Why CCUS must accelerate to meet global climate goals

30/10/2024

10 min read

Feature

Aerial view over Sleimnir oil platform in calm sea, with a supply vessel approaching in foreground Photo: Bair175/Wikimedia Commons
Sleipnir oil field, Norway, where carbon capture and storage was first carried out on a large scale in the mid-1990s

Photo: Bair175/Wikimedia Commons

Carbon capture, use and storage (CCUS) has been lauded as an important climate change solution for decades. As fossil fuels continue to dominate global electricity and power generation, as well as key industrial processes, reducing emissions through capture and storage is considered vital for achieving climate goals. Charlie Bush asks why the potential of CCUS remains nascent, and what has to happen to reach its 2050 targets.

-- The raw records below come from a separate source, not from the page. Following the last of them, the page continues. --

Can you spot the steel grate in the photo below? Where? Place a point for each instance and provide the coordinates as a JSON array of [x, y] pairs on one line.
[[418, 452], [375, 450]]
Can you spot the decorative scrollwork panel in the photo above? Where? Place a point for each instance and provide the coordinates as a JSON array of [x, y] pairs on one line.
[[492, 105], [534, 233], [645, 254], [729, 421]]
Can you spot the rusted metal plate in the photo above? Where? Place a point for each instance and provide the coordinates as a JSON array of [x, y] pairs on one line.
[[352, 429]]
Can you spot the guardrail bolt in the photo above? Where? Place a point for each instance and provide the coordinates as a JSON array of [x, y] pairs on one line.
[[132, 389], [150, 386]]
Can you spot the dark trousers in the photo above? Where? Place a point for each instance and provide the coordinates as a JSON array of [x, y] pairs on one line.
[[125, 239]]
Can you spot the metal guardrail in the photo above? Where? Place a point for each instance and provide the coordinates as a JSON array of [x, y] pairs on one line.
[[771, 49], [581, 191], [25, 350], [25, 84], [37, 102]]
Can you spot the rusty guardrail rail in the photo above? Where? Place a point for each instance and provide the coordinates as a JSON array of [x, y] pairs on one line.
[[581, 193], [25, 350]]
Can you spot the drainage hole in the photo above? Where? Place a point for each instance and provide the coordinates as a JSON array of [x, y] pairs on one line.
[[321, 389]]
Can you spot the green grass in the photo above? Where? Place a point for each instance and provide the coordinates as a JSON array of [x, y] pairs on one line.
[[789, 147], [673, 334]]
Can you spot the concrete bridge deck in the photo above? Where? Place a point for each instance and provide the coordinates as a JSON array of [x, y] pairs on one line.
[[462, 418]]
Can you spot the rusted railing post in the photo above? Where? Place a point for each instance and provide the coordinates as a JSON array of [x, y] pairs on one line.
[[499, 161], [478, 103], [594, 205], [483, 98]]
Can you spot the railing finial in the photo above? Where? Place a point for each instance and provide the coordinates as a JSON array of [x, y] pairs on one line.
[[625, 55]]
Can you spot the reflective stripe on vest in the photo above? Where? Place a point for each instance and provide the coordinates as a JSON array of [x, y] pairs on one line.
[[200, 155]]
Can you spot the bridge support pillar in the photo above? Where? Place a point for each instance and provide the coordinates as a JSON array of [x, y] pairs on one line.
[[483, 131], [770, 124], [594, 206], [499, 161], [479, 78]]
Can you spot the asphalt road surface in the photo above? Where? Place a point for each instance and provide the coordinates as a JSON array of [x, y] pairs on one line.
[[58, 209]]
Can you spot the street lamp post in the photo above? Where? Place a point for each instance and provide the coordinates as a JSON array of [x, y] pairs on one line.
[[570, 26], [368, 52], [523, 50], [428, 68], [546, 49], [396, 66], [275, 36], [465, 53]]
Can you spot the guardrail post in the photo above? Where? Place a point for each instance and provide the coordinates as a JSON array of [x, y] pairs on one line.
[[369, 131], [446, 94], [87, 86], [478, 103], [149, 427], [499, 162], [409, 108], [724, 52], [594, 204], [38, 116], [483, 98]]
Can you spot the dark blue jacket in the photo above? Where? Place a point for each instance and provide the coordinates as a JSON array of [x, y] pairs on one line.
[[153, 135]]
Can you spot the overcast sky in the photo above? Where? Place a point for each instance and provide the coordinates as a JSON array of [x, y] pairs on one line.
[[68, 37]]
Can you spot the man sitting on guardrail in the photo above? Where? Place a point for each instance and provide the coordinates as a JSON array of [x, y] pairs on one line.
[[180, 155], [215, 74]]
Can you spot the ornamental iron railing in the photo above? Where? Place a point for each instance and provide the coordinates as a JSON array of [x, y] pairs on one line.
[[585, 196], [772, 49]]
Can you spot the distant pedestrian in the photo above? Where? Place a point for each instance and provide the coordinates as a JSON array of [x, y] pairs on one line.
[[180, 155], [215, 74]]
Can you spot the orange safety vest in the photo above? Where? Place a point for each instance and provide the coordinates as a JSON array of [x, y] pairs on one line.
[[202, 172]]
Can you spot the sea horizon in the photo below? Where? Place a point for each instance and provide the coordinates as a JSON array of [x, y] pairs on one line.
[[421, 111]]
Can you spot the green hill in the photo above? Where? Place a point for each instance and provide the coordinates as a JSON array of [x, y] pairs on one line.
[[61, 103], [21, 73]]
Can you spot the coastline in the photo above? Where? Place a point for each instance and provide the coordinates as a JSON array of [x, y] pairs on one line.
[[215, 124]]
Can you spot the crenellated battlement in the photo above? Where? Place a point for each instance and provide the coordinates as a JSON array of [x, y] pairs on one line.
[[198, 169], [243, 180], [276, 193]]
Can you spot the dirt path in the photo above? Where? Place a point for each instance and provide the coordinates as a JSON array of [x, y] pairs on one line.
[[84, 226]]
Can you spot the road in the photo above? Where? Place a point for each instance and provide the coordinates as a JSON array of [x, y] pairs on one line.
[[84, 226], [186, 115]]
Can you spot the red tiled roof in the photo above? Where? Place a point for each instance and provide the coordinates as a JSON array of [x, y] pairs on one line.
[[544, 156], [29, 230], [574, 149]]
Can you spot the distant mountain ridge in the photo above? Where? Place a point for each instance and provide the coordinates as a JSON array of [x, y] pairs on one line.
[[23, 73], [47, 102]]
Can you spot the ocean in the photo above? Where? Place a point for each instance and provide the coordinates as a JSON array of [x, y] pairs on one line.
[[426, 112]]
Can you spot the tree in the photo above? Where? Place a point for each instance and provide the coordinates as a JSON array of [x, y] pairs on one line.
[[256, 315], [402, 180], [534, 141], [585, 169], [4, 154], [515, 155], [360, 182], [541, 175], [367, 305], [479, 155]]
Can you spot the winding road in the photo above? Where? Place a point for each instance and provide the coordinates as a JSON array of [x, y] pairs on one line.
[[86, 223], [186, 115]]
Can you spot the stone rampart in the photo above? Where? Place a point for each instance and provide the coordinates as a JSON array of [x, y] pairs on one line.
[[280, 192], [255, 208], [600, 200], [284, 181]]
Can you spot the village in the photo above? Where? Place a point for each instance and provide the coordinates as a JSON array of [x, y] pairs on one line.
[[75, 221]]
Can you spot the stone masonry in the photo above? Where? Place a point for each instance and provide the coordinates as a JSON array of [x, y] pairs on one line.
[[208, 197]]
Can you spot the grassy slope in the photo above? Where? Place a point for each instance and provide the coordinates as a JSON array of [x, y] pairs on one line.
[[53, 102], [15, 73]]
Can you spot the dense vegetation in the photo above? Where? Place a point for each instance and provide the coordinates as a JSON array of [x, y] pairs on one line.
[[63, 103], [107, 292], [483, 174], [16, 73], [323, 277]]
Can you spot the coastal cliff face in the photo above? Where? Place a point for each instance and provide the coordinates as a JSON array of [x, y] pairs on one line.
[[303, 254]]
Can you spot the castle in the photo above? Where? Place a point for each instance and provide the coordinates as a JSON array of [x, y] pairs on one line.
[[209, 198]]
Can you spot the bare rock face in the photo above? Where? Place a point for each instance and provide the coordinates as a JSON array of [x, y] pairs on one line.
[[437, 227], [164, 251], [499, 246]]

In its Net Zero Emissions by 2050 (NZE) Scenario, the International Energy Agency (IEA) anticipates that around 1 Gt CO2/y will have to be captured and stored. More ambitiously, the Intergovernmental Panel on Climate Change’s (IPCC) Special Report on Emission Scenarios projects that up to 10 Gt CO2/y could be captured (see also a recent IEA report on CCUS).

 

In Europe, funding for underground storage of carbon began in 1990. The world’s first commercial CCS project began operating in 1996, capturing CO2 for enhanced oil recovery (EOR) in the Sleipner field in the Norwegian North Sea, operated by Equinor. Meanwhile, the US began funding CCS research in 1997, with more than $5bn invested since 2010, according to the Geoengineering Monitor.

 

However, the amount of CO2 being captured and stored by large-scale CCUS facilities today falls well short of the targets needed to keep the world within the 1.5°C limit. There are just 51 large-scale CCUS projects in operation worldwide, according to the IEA, collectively capturing 69.65mn tCO2/y. This is far behind the IEA’s 2009 target to capture 300mn t/y by 2020.